Polars performs these core data transformations very quickly by:

  • automatic query optimization on each expression
  • automatic parallelization of expressions on many columns

Polars expressions are a mapping from a series to a series (or mathematically Fn(Series) -> Series). As expressions have a Series as an input and a Series as an output then it is straightforward to do a sequence of expressions (similar to method chaining in pandas).

Examples

The following is an expression:

col · sort · head

pl.col("foo").sort().head(2)

col · sort · head

let _ = col("foo").sort(Default::default()).head(Some(2));

The snippet above says:

  1. Select column "foo"
  2. Then sort the column (not in reversed order)
  3. Then take the first two values of the sorted output

The power of expressions is that every expression produces a new expression, and that they can be piped together. You can run an expression by passing them to one of Polars execution contexts.
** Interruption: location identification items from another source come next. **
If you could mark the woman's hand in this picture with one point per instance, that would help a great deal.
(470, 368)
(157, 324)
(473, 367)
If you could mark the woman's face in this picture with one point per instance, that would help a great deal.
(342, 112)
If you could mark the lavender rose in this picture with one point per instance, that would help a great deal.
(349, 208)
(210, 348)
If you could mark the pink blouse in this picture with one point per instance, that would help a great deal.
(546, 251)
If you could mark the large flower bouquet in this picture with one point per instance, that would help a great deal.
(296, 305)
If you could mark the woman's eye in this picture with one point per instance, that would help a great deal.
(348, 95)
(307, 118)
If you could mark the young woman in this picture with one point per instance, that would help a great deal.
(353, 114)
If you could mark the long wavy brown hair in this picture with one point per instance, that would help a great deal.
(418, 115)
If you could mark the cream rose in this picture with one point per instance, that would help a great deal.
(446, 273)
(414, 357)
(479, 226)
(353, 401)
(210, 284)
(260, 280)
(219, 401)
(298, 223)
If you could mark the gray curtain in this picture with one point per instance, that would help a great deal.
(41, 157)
Here we run two expressions by running df.select:

select

df.select(pl.col("foo").sort().head(2), pl.col("bar").filter(pl.col("foo") == 1).sum())

select

df.clone()
    .lazy()
    .select([
        col("foo").sort(Default::default()).head(Some(2)),
        col("bar").filter(col("foo").eq(lit(1))).sum(),
    ])
    .collect()?;

All expressions are run in parallel, meaning that separate Polars expressions are embarrassingly parallel. Note that within an expression there may be more parallelization going on.

Conclusion

This is the tip of the iceberg in terms of possible expressions. There are a ton more, and they can be combined in a variety of ways. This page is intended to get you familiar with the concept of expressions, in the section on expressions we will dive deeper.